Note that the shape of the acoustically closed surface formed by the microphones or the speakers is not particularly limited as long as it is a three-dimensional shape surrounding the user, and, as shown in FIG. 4 , examples of the shape may include an acoustically closed surface 40-1 having an oval shape, an acoustically closed surface 40-2 having a columnar shape, and an acoustically closed surface 40-3 having a polygonal shape. The examples illustrated in FIG. 4 show as examples the shapes of the acoustically closed surfaces formed by a plurality of speakers 20B-1 to 20B-12 arranged around the user B in the site B. The examples also apply to the shapes of the acoustically closed surfaces formed by the plurality of microphones 10.
(Microphone Position Information DB)
The microphone position information DB 15 is a storage unit that stores position information of the plurality of microphones 10 arranged at the site. The position information of the plurality of microphones 10 may be registered in advance.
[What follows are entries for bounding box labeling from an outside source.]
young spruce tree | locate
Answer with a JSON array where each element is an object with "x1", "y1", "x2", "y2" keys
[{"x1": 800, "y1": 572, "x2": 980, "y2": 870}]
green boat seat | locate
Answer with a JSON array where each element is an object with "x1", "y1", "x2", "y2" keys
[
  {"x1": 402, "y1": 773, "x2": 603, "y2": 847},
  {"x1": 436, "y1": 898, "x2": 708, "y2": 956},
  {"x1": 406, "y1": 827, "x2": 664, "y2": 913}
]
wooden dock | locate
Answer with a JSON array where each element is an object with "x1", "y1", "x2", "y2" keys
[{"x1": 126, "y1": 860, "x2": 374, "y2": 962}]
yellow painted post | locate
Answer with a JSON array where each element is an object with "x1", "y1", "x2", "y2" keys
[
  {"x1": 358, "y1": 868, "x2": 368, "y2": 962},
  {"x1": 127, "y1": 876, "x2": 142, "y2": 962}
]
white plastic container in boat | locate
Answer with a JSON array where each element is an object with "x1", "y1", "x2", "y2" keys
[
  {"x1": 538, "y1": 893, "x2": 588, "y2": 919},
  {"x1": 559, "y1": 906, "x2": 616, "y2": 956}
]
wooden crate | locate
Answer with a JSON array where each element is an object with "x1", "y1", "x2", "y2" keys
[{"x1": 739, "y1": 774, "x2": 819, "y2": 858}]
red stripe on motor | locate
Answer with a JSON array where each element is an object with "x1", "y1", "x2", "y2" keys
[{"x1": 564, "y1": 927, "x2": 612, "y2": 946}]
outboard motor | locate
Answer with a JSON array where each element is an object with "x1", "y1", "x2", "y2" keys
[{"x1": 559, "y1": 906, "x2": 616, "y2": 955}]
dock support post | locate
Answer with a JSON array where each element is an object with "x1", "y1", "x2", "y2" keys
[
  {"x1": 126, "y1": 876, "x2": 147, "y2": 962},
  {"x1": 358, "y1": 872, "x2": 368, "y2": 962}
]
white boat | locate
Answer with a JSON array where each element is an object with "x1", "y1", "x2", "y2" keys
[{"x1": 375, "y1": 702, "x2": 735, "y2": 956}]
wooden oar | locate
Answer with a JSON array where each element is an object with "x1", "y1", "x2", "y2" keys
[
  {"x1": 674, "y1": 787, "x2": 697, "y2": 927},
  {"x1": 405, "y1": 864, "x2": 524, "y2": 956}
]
(User Position Estimating Unit)
The user position estimating unit 16 has a function of estimating the user's position. Specifically, the user position estimating unit 16 estimates the user's relative position to the plurality of microphones 10 or the plurality of speakers 20 on the basis of the analysis result of the sounds acquired by the plurality of microphones 10, the analysis result of the captured images obtained by the image sensors, or the detection result obtained by the human sensors. The user position estimating unit 16 may acquire Global Positioning System (GPS) information and may estimate the user's absolute position (current position information).
(Recognizing Unit) The recognizing unit 17 analyzes the user's voice on the basis of the audio signals which are acquired by the plurality of microphones 10 and then processed by the signal processing unit 13, and recognizes a command. For example, the recognizing unit 17 performs morphological analysis on the voice of the user “I'd like to speak with B,” and recognizes a call origination request command on the basis of the given target “B” that is designated by the user and the request “I'd like to speak with.”
(Identifying Unit)
The identifying unit 18 has a function of identifying the given target recognized by the recognizing unit 17. Specifically, for example, the identifying unit 18 may decide the access destination information for acquiring a voice and an image corresponding to the given target. For example, the identifying unit 18 may transmit information representing the given target to the management server 3 through the communication I/F 19, and acquire the access destination information (for example, IP address) corresponding to the given target from the management server 3.
(Communication I/F)
The communication I/F 19 is a communication module for transmitting or receiving data to or from another signal processing apparatus or the management server 3 via the network 5. For example, the communication I/F 19 according to the present embodiment sends a query for access destination information corresponding to the given target to the management server 3, and transmits the audio signal which is acquired by the microphone 10 and then processed by the signal processing unit 13 to another signal processing apparatus which is an access destination.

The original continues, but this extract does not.